A decade-and-a-half on, they head into the festive season lying third in table, with the visit of Rangers today offering the opportunity to grab another statement victory to sit alongside their opening-day success over Celtic.

“I think for us to come back into the Premiership and get that result in front of the crowd we had in, everybody sort of sat up and took notice,” said the 38-year-old Scotland keeper.

“I am not just talking about outwith the club, either. I am talking about guys in our own squad, too.

“It was a case of : ‘OK, we are back, we are here, we can do this.’.

“And it was nice to prove to ourselves that we can compete at this level. This is where we belong, and we belong at the top end.

“I think that needed to happen early on in the season so that everybody could get that confidence boost, and it was the perfect start to the season in that regard. We have kicked on from there.

“We are where I feel Hearts should be – trying to get up to Rangers and Celtic and, on a very good year, try to split them and do something very special.

“Can we match our achievements of 2005-06? We will give it a go.

“At the moment we are doing well, but we want to keep trying to improve.

“We have to keep trying to win games. Getting the away victory at Livingston last weekend was good. It is a wee while since we managed to do that, and it is never easy for any team going away from home in this league.

“If we can continue to do that, then we give ourselves the opportunity. But we have to concentrate on our own form, and our own performances.

“Whether through a bit of luck or building a bit of momentum, we have to get on a run of winning games consistently.

“Doing that breeds confidence, and other teams will start to fear playing against you. If we can do that, we will give ourselves a chance to stay up there.”

© SNS Group
Gordon makes a save against St Mirren at Tynecastle (Pic: Ross Parker / SNS Group)

The Hearts captain has certainly been doing his bit on an individual level.

His weekly heroics in goal feature in highlights packages so often they have become a running joke among television pundits.

“I am still at the top of the charts for most saves made, so I will see if I can stay there for a bit longer,” said Gordon with a smile.

“I have had a few spells in my career where I have felt really good, and put in good performances. I am enjoying one of them at the moment.

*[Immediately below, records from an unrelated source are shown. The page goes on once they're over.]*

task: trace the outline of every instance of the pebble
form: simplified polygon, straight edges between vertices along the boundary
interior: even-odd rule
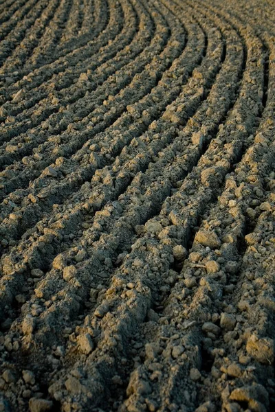
[[[221,328],[226,330],[233,330],[236,325],[236,319],[232,314],[222,313],[220,321]]]
[[[185,249],[185,247],[184,247],[181,244],[177,244],[173,248],[173,254],[174,255],[175,259],[182,262],[182,260],[184,260],[184,259],[186,258],[187,251]]]
[[[197,280],[195,277],[188,277],[184,280],[186,288],[191,289],[197,286]]]
[[[87,73],[80,73],[79,80],[80,82],[87,82],[89,80],[89,78],[87,75]]]
[[[48,166],[47,168],[46,168],[44,170],[44,173],[47,176],[50,176],[51,177],[57,177],[57,176],[58,175],[56,170],[54,169],[54,168],[52,168],[52,166]]]
[[[77,341],[81,352],[85,355],[89,355],[94,347],[91,336],[89,333],[79,335],[77,337]]]
[[[63,255],[58,255],[52,262],[52,267],[54,269],[62,271],[64,266],[66,266],[66,260]]]
[[[236,363],[232,363],[228,367],[227,373],[230,376],[239,378],[242,374],[241,367]]]
[[[35,384],[35,377],[34,374],[31,371],[23,371],[23,378],[25,383],[30,383],[30,385]]]
[[[172,356],[176,359],[180,356],[184,352],[184,347],[182,345],[174,346],[172,350]]]
[[[70,280],[76,277],[76,268],[73,264],[69,266],[66,266],[63,269],[63,279],[66,282],[69,282]]]
[[[24,296],[23,295],[16,295],[15,299],[19,304],[25,304],[25,302],[27,300],[25,296]]]
[[[29,401],[30,412],[47,412],[47,411],[50,411],[52,407],[52,402],[45,399],[31,398]]]
[[[30,315],[27,314],[22,323],[22,330],[24,334],[31,334],[35,327],[35,319]]]
[[[163,228],[160,222],[151,220],[145,223],[145,229],[148,232],[154,235],[158,235]]]
[[[252,334],[248,339],[246,350],[249,355],[256,359],[260,363],[273,365],[274,343],[270,338],[259,339]]]
[[[201,375],[201,372],[199,371],[199,369],[197,369],[195,367],[191,367],[191,369],[190,369],[190,378],[192,380],[199,380],[199,379],[200,379]]]
[[[219,264],[215,260],[208,260],[206,263],[208,273],[217,273],[219,271]]]
[[[212,333],[214,335],[219,334],[220,328],[212,322],[205,322],[202,325],[202,330],[206,333]]]
[[[85,251],[84,249],[81,249],[81,250],[78,251],[74,260],[77,262],[82,262],[82,260],[84,260],[85,256],[86,256]]]
[[[206,230],[199,231],[195,237],[195,241],[211,249],[217,249],[221,245],[218,236],[214,231]]]
[[[41,277],[44,276],[44,272],[43,272],[41,269],[32,269],[31,271],[30,274],[32,277]]]
[[[24,93],[24,91],[23,91],[23,89],[21,89],[21,90],[19,90],[15,93],[15,95],[13,96],[12,102],[14,102],[14,103],[18,103],[19,102],[20,102],[20,100],[23,98],[23,93]]]
[[[14,382],[15,377],[10,369],[6,369],[2,374],[2,378],[7,383]]]

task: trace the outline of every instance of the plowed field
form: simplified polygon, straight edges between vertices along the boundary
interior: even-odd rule
[[[0,0],[0,411],[275,410],[274,22]]]

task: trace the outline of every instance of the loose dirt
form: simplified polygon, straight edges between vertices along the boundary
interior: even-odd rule
[[[274,410],[274,16],[0,0],[0,411]]]

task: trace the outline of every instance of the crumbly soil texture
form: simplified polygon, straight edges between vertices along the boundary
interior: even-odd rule
[[[275,3],[0,0],[0,411],[275,410]]]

“I am going into games feeling good, and expecting to do well.

“It has been great for me personally, but also for the club. I have been making some good saves, and contributing to team performances that are getting points. That is the main thing.

“That’s why it feels even more special, because the boys are getting the job done at the other end to leave us five points clear in third place.

“Success now, though, is being in there consistently.

“There is no point doing it over half a season. It has got to be a full season – or even two, three, four seasons-in-a-row – to fully establish ourselves back as a major force in Scotland, and then trying to move forward.”

Hearts captain Marius Zaliukas lifts the Scottish Cup in 2012 (Pic: SNS Group)

As much as he likes to stay in the moment, Gordon will today welcome the chance to remember both Marius Zaliukas and Fernando Ricksen.

Both players’ lives are being honoured at Tynecastle by Hearts and Rangers as part of Motor-Neurone Disease Day.

“I was here first time around when Marius came over. He was one of the loudest and bubbliest characters out of the lot that came over,” he said of the Lithuanian, who died last year of MND, aged just 36.

“It’s not an easy thing for a foreign player to come in and captain Hearts the way he did. But he had the personality for it, and the performances to match. He was a real leader.

“We’ll be remembering Fernando Ricksen, too. I played against him in my first time at Hearts, and what a great competitor he was.

“It’s a good day to remember the guys, and the positive things they brought to both clubs and to Scottish football.”